The broad varieties of organic and organometallic reactions merge into a common unifying mechanism by considering all nucleophiles and electrophiles as electron donors (D) and electron acceptors (A), respectively. Comparison of outer-sphere and inner-sphere electron transfers provides the thermochemical basis for the generalized free energy relationship for electron transfer (FERET) that has wide predictive applicability to organic and organometallic reactions such as electrophilic aromatic substitutions, olefin additions, organometallic cleavages, etc. The FERET is based on the conversion of the weak nucleophile-electrophile interactions extant in the ubiquitous electron donor-acceptor precursor complex [D:A] to the radical ion pair [D⁺, A^-], for which the free energy change can be evaluated from the charge-transfer absorption spectra. FERET analysis thus indicates that the charge-transfer ion-pairs [D⁺, A^-] are energetically equivalent to the transition states for nucleophile/electrophile transformations. The behavior of such ion pairs can be directly observed immediately following the irradiation of the charge-transfer bands of various EDA complexes with a 25-ps laser pulse. Such studies confirm the radical ion pair [Arene⁺, NO₂] as a viable intermediate in electrophilic aromatic nitration, as presented in the electron-transfer mechanism between arenes and the nitryl (NO₂⁺) electrophile.

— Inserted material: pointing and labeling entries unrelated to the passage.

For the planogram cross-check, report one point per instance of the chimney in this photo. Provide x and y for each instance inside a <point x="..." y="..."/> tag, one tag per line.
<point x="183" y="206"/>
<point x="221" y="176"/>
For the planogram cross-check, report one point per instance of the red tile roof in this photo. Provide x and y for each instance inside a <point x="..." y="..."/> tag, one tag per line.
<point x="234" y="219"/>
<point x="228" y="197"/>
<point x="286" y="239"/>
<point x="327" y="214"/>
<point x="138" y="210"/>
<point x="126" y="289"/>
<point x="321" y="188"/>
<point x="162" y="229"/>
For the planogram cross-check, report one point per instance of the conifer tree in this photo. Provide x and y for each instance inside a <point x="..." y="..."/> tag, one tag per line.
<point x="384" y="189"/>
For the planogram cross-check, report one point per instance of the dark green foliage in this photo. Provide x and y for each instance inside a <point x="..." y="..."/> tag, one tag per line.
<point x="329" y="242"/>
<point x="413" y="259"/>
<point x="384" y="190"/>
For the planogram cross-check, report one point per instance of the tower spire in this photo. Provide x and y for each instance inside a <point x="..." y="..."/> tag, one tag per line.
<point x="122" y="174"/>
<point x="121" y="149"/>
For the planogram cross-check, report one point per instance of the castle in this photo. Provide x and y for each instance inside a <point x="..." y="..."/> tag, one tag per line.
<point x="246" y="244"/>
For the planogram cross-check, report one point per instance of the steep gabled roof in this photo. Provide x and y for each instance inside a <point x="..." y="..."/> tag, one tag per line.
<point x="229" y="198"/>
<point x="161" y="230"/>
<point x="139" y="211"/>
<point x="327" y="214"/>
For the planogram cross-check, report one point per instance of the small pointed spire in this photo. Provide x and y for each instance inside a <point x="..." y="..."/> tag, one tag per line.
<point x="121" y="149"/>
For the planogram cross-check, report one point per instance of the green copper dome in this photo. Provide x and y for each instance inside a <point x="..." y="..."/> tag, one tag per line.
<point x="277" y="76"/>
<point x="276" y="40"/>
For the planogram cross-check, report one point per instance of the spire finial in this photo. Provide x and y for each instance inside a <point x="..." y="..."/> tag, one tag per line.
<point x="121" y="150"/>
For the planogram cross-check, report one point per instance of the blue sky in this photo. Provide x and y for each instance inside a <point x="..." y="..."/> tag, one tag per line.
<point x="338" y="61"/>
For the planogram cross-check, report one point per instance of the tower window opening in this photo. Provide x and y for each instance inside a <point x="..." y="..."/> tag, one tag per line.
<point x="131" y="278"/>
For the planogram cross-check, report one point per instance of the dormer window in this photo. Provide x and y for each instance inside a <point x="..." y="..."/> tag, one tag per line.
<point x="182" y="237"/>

The ability of organometallic species to undergo ready oxidation also constitutes an important facet to their utility as ultimate reagents in organic synthesis and as reactive intermediates in catalytic organic reactions. Thus, the prototypical Grignard addition to carbonyl groups and Grignard coupling with akyl halides represent, in their most fundamental constructs, the oxidation of the nucleophilic organomagnesium reagent. The different electron donors (D) and acceptors (A) are:

Electron donor (D)
Anions
Reductant
Nucleophile
Base (Brønsted, Lewis, HSAB) (Electron rich)

Electron acceptor (A)
Cations
Oxidant
Electrophile
Acid
(Electron poor)

the above constitute reactant pairs that are traditionally considered with more specific connotations in mind, such as nucleophiles and electrophiles in bond formation, reductant and oxidant in electron transfer, bases and acids in adduct production, and anion and cations in ion-pair annihilation. In the latter case, the preequilibrium formation of contact ion pairs has its counterparts that are variously described as an encounter complex, a non-bonded electron donor-acceptor complex, a precursor complex, or a contact charge-transfer complex. In order to illustrate the utility of the electron donor-acceptor concept as a unifying theme in the delineation of the organometallic reactions of anions and cations, representative examples are being examined.